I made a field trip to the Cooper Hewitt Smithsonian Design Museum with some co-workers one afternoon back in the spring. As soon as we entered the Museum, my nose went on high alert. We had just cut through through a courtyard garden, but the smell I noticed was something inside the building, even though it was “outdoorsy,” like damp grass and freshly turned earth.
I asked a passing staff member what I was smelling, and she filled me in and pointed me in the right direction to read the wall text pictured above. For its Design Triennial exhibition (this year’s theme: “Beauty”), the Cooper Hewitt commissioned artist Sissel Tolaas to create a “smellscape.” Its subject was Central Park.
An article in Smithsonian Magazine explains Tolaas’s process: in October 2015, she gathered air samples from various points in Central Park and brought them back to her lab in Berlin, where she and her “team” analyzed the olfactory composition of the samples. (Through headspace technology, most likely?)
The article further explains,
After analyzing the scent molecules of different elements from within Central Park, Tolaas reproduced them as closely as possible, using a “microencapsulation” process, containing them inside tiny capsules. She then mixed them with a latex-based binder, creating a special paint which was applied to the wall of the Cooper Hewitt, which can be activated by touch.
When visitors go to the wall that has been painted with the special paint, just by touching the wall they are able to break the capsules open and release the scent: a scientifically advanced scratch-and-sniff sticker.
“You will see a number of visitors with their noses pressed up against the wall,” says Andrea Lipps, assistant curator at Cooper Hewitt, and one of the organizers of the Triennial, adding that scratching different parts of the wall releases different scents from throughout the park.
Another staff member told me that the paint was initially too strongly scented, and a layer of non-scented paint had to be applied over it in order to mute the effect!!
The installation continued along the hallway. There was a map of Central Park with numbered locations, and a recreation of Tolaas’s lab in an alcove, complete with industrial shelving and scores of labeled lab bottles.
I was fascinated by this multi-media presentation, of course, although I had some trouble figuring out how the whole thing was keyed. Did the numbers on the map correspond in any way to the row of aluminum cans lined up along the sill of the “lab” window? The cans seemed to contain fragrance notes or accords — the various “elements” of Central Park’s SmellScape? — but they weren’t marked in any way. I wandered back and forth for a few minutes, sniffing the wall and then various cans, trying to sort out the whole thing.
If visitors were permitted to enter the “lab” space, I would have taken a closer look at the scent analyses that had been printed out and affixed to the shelving units, not to mention the labels on the bottles.
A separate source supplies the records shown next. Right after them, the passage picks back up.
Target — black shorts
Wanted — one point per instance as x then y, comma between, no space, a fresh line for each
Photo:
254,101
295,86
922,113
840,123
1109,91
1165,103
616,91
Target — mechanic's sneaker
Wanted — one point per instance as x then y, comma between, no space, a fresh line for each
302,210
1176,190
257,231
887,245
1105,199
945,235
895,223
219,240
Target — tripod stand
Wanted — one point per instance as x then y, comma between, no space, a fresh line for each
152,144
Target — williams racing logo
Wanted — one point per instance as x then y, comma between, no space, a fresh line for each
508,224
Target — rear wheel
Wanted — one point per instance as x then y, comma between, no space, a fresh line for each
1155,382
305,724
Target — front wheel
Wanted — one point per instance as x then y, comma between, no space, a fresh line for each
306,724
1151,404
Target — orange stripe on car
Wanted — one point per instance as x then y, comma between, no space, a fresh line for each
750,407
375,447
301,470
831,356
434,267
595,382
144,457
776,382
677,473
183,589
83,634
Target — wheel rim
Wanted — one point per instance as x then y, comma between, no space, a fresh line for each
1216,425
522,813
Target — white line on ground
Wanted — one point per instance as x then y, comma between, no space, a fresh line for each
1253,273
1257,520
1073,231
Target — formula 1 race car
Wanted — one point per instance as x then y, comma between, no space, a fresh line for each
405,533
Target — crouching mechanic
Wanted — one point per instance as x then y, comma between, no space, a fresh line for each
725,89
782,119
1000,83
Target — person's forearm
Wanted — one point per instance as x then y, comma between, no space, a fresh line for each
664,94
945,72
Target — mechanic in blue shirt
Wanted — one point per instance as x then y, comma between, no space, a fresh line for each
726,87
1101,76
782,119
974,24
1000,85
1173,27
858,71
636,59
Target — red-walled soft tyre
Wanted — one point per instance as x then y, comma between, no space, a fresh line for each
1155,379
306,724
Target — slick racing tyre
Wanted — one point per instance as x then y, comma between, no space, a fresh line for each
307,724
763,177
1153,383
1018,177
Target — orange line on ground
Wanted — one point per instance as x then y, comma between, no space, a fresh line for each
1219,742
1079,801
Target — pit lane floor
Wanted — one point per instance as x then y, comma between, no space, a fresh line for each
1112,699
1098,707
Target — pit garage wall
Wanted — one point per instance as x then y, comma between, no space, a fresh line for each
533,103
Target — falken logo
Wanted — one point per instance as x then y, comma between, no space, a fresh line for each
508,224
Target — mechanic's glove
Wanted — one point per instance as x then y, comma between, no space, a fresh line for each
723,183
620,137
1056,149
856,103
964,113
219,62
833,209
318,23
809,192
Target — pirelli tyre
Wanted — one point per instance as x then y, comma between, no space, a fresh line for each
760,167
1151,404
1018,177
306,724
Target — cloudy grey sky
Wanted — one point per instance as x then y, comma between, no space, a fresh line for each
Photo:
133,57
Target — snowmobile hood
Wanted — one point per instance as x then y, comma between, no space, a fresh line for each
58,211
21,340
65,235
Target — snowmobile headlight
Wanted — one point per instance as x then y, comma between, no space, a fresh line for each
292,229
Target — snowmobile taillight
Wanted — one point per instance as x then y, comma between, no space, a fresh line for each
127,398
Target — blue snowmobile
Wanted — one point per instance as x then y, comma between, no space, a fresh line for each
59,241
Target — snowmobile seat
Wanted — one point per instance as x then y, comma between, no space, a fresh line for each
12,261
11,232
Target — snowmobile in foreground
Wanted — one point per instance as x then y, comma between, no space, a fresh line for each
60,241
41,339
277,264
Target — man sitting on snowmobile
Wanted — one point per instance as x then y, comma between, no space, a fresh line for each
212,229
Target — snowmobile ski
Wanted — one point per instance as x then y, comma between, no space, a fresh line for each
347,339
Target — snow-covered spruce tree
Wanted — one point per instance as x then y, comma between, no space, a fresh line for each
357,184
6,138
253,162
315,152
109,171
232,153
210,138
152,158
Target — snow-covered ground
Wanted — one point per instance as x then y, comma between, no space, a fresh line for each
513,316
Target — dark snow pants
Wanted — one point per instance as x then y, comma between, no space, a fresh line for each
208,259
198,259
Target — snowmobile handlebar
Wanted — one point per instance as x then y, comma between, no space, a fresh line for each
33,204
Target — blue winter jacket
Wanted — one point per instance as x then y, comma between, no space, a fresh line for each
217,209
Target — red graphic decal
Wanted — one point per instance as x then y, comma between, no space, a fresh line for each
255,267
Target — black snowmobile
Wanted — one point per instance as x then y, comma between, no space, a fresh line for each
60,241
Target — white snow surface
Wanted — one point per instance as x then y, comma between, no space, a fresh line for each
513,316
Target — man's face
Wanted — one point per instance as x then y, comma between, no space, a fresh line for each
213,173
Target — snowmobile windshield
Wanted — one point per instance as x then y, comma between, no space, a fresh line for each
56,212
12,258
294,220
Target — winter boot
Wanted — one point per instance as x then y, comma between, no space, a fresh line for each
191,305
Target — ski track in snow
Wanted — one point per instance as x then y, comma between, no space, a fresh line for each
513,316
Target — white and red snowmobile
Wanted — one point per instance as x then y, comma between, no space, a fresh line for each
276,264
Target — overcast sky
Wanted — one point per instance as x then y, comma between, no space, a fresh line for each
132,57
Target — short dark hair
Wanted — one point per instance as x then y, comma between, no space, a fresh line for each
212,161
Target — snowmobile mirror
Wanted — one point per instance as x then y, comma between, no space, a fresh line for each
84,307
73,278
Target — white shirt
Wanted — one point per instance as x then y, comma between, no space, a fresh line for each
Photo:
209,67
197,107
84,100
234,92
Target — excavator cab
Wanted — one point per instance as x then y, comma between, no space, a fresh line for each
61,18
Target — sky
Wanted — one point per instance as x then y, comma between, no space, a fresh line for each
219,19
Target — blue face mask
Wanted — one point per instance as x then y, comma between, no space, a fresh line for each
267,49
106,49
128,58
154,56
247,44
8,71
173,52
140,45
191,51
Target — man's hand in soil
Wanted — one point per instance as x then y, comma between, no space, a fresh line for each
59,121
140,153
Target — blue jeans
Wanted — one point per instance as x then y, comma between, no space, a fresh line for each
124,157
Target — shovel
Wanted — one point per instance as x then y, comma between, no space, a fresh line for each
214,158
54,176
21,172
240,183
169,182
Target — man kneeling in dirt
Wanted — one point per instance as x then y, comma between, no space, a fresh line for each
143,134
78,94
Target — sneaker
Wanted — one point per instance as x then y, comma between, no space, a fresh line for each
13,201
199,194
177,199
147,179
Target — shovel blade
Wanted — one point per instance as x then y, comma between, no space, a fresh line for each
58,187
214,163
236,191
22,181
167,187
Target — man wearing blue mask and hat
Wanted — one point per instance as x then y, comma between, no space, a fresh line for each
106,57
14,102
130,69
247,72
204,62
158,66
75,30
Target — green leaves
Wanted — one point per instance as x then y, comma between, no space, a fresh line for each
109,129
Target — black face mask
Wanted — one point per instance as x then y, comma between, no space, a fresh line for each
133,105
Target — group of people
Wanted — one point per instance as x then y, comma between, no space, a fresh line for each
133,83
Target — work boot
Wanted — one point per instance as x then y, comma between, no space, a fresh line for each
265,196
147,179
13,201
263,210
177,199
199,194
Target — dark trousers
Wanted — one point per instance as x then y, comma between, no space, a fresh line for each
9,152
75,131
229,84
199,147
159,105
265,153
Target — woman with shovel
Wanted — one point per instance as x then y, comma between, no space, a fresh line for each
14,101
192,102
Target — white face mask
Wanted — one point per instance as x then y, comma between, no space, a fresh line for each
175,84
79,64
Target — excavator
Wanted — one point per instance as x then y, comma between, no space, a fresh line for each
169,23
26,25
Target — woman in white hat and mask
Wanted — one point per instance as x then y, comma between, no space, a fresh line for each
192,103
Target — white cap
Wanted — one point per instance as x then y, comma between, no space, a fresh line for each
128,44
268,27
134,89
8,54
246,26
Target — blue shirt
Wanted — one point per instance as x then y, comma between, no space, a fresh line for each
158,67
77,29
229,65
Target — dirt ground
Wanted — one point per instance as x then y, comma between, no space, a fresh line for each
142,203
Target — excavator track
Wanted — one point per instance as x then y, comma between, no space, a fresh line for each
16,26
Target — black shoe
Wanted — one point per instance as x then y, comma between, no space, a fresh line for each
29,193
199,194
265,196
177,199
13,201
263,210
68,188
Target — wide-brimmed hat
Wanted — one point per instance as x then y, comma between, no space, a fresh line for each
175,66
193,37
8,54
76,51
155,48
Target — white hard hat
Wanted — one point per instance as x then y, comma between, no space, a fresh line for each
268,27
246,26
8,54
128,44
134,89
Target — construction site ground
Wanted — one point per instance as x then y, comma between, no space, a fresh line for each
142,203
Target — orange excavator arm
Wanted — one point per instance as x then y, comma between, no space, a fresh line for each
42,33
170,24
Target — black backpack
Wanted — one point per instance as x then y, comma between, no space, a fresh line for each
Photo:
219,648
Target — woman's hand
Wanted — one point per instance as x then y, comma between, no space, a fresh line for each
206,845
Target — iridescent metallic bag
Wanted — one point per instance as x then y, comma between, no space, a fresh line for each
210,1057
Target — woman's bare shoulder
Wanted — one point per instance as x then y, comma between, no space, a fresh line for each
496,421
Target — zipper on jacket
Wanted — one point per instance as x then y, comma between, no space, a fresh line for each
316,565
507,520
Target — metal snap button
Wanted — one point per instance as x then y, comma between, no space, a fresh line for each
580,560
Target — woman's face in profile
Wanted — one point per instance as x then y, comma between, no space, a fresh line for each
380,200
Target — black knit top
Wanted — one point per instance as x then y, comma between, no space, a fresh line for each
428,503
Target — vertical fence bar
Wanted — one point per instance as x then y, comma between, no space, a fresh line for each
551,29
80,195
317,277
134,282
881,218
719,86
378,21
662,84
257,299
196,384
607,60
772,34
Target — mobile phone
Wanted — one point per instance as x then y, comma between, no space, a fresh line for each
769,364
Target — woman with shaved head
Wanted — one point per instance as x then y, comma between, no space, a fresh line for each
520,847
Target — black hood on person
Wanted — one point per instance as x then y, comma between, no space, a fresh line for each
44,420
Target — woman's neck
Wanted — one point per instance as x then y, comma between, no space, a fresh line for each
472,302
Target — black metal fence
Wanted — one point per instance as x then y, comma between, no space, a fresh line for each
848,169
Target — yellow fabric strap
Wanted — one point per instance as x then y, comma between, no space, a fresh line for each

(These IFF labels remind us that Tolaas’s work is “supported by chemical manufacturer International Flavours & Fragrances Inc.”).
Despite my slight confusion, not to mention my limited time (I had to rejoin my colleagues for our scheduled appointment!), I relished the opportunity to experience the SmellScape that brought Central Park into this Gilded Age mansion-turned-museum, and I felt happy and somehow proud to see fragrance given the same importance as the textiles, decorative arts, clothing, jewelry, and other objects in the Cooper Hewitt’s Triennial.